Anyways, I just went to a rotary club that had alot of rx-7s and rx-8s, and i brought the g-timer with me. I rode with a guy in a rx-8, and used it. He had previously got a 167 whp chasis dyno. The g-timer said it had 149 hp at the wheels. If you take account for drag, and the fact that we could have been off a little on the weight, than, a 18 hp differnce seems reasonable. So far, on my gtech pro, from what i can tell, the ratings have all been lower than i would have liked, however, they seem reasonable.
It would be interesting to test all the accelerometers out there. Becasue maybe ones like the $100 G-timer are trash. Maybe my expensive one is better?

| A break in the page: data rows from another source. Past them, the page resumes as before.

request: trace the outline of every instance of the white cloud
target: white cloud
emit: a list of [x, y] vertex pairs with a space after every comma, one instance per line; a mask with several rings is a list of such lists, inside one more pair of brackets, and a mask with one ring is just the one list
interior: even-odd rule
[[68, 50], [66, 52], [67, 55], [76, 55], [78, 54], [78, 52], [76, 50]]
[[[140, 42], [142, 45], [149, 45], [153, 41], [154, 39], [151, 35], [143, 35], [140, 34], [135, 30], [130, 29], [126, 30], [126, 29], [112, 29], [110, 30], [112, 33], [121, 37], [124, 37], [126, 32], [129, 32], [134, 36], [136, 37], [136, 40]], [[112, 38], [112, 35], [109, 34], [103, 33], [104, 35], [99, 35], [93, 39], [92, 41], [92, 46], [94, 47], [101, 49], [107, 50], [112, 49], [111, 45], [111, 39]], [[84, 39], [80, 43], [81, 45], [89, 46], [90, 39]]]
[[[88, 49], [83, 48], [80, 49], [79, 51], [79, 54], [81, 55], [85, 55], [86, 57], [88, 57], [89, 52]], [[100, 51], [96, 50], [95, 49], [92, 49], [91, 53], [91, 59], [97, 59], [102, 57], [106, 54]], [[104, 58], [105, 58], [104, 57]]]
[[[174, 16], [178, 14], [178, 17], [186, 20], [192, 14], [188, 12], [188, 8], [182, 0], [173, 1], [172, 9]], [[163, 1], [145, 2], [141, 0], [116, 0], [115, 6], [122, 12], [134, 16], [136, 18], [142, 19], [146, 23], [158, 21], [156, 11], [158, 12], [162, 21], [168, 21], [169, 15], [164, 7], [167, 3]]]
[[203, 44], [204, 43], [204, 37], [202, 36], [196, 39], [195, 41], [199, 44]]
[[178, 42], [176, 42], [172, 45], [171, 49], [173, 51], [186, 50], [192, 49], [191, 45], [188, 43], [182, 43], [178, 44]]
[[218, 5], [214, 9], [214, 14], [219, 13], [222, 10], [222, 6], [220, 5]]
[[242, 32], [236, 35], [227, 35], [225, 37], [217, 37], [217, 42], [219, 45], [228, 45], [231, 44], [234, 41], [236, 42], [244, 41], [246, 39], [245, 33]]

Anyways, I just went to a rotary club that had alot of rx-7s and rx-8s, and i brought the g-timer with me. I rode with a guy in a rx-8, and used it. He had previously got a 167 whp chasis dyno. The g-timer said it had 149 hp at the wheels. If you take account for drag, and the fact that we could have been off a little on the weight, than, a 18 hp differnce seems reasonable. So far, on my gtech pro, from what i can tell, the ratings have all been lower than i would have liked, however, they seem reasonable.
It would be interesting to test all the accelerometers out there. Becasue maybe ones like the $100 G-timer are trash. Maybe my expensive one is better?
all i can say is shhhhhhhhhhh they dont need to know... just say your car is fast bob and leave it at that.. If they want to know about the port have them make an appointment with the builder and build a motor for them with there money



I"m a lowballin ****. And I doubt the drivetrain will account for that much lost power, maybe if it was an automatic.